Airway mechanics after withdrawal of a leukotriene receptor antagonist in children with mild persistent asthma : Double-blind, randomized, cross-over study
© 2020 Wiley Periodicals LLC..
BACKGROUND: To determine the response of airway mechanics and the changes in asthma symptoms to stepping down of leukotriene receptor antagonist (LTRA) therapy.
METHODS: Thirty children (mean age: 7.1 years) with mild, well-controlled, and persistent asthma who took LTRA as maintenance treatment were randomized into a double-blind, placebo-controlled, cross-over study. Each group received an LTRA (montelukast) or placebo daily for 2 weeks, followed by a 1-week washout period, and then the alternate treatment for 2 weeks. Spirometry and impulse oscillation system (IOS) measurements before and after four puffs of salbutamol inhalation, fractional exhaled nitric oxide (FeNO), and the childhood asthma control test (C-ACT) were evaluated at baseline, the end of placebo treatment, and the end of LTRA treatment.
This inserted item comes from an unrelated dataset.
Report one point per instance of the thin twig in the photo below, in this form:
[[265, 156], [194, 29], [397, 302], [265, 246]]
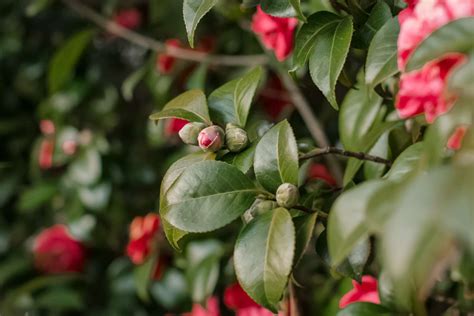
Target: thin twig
[[314, 126], [337, 151], [159, 47]]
RESULTS: Changes of FEV1 /FVC (p = .113) and FEV1 (p = .109) from baseline to posttreatment did not differ significantly between the placebo and montelukast groups. In the placebo group, prebronchodilator (pre-) FEV1 /FVC was decreased (83% vs. 86%) and bronchodilator response (BDR) in FEV1 was diminished (10.7% vs. 6.4%) at posttreatment compared with baseline. However, the montelukast group had no significant changes in pre-FEV1 /FVC (p = .865) and BDR in FEV1 (p = .461). In addition, compared with the montelukast group, the placebo group showed no significant changes in Rrs5 (total airway resistance), Rrs5-20 (peripheral airway resistance), FeNO, and symptoms by the C-ACT.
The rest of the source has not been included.